I Crippled Black Phoenix per me sono tanto. Sono un concerto indimenticabile. Sono una primavera piena di pomeriggi duri sui denti che bisognava diluire nella musica. Sono, soprattutto, un’amica che non c’è più e che li adorava. E che avrebbe adorato anche queste note. A Malaika.

Un supergruppo non può che scrivere un superalbum. I Crippled Black Phoenix, basati soprattutto sul quartetto Justin Greaves (Electric Wizards) Dominic Aitchison (Mogwai) Joe Volk e Kostas Panagiotou, già prima del debutto di due anni fa (“A Love Of Shared Disasters”) avevano promesso la pubblicazione di una trilogia di endtime ballads sospese tra i generi, gli influssi e gli umori. Grane in fase di registrazione e complicazioni con l’etichetta fanno sì che gli album 2 e 3 escano assieme in un cofanetto deluxe (per un totale di 19 canzoni e circa 2 ore di musica) o antologizzati in una sorta di mini best of (“200 Tons Of Bad Luck”, 12 canzoni) pubblicato controvoglia per accontentare la Invada di Geoff Barrow. Un bel casino.
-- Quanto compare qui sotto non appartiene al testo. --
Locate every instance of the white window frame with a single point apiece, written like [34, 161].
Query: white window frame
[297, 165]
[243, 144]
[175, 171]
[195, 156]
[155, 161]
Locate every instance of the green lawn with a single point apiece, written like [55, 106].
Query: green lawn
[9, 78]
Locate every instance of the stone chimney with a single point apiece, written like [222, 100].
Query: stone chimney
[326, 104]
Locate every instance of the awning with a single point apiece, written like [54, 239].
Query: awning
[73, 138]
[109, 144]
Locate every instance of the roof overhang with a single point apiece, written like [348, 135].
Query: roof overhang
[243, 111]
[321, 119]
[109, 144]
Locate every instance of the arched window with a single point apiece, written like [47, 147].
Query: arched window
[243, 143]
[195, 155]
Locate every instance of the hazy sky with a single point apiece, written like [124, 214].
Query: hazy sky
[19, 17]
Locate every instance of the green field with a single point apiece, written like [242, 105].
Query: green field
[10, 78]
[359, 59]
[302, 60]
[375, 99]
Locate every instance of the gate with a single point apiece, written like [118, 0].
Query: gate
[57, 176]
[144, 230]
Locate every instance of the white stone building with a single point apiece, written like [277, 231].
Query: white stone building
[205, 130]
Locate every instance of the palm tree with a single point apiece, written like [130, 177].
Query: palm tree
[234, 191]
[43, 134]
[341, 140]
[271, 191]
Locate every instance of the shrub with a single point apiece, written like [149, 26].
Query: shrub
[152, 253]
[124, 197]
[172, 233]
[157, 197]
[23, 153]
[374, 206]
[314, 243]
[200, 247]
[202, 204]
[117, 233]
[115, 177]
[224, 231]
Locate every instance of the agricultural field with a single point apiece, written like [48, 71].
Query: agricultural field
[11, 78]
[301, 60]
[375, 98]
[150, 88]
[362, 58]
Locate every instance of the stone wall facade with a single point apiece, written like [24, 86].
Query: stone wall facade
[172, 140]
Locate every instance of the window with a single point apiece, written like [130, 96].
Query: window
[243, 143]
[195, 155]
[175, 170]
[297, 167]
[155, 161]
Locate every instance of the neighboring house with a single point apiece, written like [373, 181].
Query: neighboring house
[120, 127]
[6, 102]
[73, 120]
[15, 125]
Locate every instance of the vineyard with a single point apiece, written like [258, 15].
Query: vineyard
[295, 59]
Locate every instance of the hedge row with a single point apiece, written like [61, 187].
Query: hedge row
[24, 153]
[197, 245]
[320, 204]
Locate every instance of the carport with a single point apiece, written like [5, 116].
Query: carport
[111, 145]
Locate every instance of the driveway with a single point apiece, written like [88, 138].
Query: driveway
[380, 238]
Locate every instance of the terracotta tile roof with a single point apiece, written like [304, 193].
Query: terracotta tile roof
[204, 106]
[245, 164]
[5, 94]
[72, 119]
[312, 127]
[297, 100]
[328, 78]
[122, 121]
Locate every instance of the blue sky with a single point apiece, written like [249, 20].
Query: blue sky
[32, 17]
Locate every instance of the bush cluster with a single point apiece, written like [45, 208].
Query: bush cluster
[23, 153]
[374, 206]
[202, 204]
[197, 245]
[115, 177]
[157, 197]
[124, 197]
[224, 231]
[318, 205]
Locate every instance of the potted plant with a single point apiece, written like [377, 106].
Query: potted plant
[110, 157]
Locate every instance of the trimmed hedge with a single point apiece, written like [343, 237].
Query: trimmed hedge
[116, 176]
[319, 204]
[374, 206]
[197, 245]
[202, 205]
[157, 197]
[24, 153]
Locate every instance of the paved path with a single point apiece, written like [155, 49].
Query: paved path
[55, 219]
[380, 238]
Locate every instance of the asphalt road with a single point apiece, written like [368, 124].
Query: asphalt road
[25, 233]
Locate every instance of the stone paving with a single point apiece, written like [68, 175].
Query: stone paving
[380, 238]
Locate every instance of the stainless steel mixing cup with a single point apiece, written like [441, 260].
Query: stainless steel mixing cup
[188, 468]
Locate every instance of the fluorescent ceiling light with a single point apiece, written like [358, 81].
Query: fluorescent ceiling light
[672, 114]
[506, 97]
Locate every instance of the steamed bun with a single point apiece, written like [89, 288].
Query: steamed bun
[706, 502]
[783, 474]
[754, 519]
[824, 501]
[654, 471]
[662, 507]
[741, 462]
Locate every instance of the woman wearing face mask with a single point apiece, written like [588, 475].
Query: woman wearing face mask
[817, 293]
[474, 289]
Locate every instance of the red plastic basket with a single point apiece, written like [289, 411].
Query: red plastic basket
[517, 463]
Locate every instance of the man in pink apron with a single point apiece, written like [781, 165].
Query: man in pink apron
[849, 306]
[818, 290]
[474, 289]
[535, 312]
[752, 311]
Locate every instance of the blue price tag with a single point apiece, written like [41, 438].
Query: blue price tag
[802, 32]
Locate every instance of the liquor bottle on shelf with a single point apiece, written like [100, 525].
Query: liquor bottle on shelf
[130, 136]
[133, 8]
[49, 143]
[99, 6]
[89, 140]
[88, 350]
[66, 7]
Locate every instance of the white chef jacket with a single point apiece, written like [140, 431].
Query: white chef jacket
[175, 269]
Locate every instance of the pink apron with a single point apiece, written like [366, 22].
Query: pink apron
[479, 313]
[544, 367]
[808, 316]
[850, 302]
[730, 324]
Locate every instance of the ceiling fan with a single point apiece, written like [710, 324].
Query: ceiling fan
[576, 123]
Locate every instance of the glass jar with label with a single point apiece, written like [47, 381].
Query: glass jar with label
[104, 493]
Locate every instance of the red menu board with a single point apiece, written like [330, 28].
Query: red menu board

E un bel casino, ma bello davvero, è l’insieme dei due dischi raccolti nel cofanetto. Dentro “The Resurrectionists” e “Night Raider” ci sono Pink Floyd e Black Heart Procession, Godspeed You! Black Emperor e Tom Waits, post rock e dark folk, neo-prog e doom rock, epica nordica e sentimentalismo freak, con sconfinamenti persino in territori non battuti nel debutto, dal folk balcanico (“Bat Stack”) a quello britannico (“A Hymn For A Lost Soul”), il tutto condito da inserti lo-fi, intervalli ludici, code o incipit slegati, frammenti di spoken word.

La somma dei due dischi è labirintica, ed offre un’immersione sonora dalla quale è difficile uscire senza suggestioni. È forse “The Resurrectionists”, più cantato, ad offrire gli spunti migliori, mentre “Night Raider”, compresa la mastodontica suite “Time Of Ye Life/Born For Nothing/Paranoid Arm of Narcolectic Empire” (18 minuti, con finale di space-rock tarantolante), si muove soprattutto tra spazi strumentali (eccellente, tra i pezzi cantati, “Onward Ever downwards”), raggiungendo in “I Am Free, Today I Perished” un annientamento in equilibrio tra disperazione e serenità.

I Crippled Black Phoenix sono epici, ma assieme introversi, sempre rustici fino quasi al passatismo. Evocano i grandi mari del nord e le colline verdi, per poi chiudersi dentro stamberghe che sanno di vino e paglia. Sanno coniugare un buio tumultuoso, con sfumature grunge (“Rise Up And Fight”, “444”, “Song For The Loved”), a una distensione quasi limpida. Pezzi come “200 Tons Of Bad Luck” o “Little Step” aprono nostalgie struggenti che mancavano nell’esordio, e la prima, in particolare, con una fisarmonica e cori chiesastici, resta nel cuore, anche se è dove l’amarezza si fa dura e graffiante che la band dà il meglio (“Burnt Reynolds”, “Human Nature Dictates The Downfall Of Humans”: eccellente il finale orchestrale).

Difficile riassumere in poche righe tutto ciò che questi dischi esprimono. La miniera sembra inesauribile, e anche dopo ascolti ripetuti ci si trova a scoprire passaggi nuovi, ad apprezzare momenti non notati prima, ad essere folgorati da un violoncello che aveva lasciato indifferenti (quelli di “Whissendine” e “Please Do Not Stay Here” spiccano subito), a ritrovarsi inciso addosso un movimento melodico diverso. Con buona pace di chi pensa che ‘less is more’. I Crippled Black Phoenix hanno fatto centro di nuovo.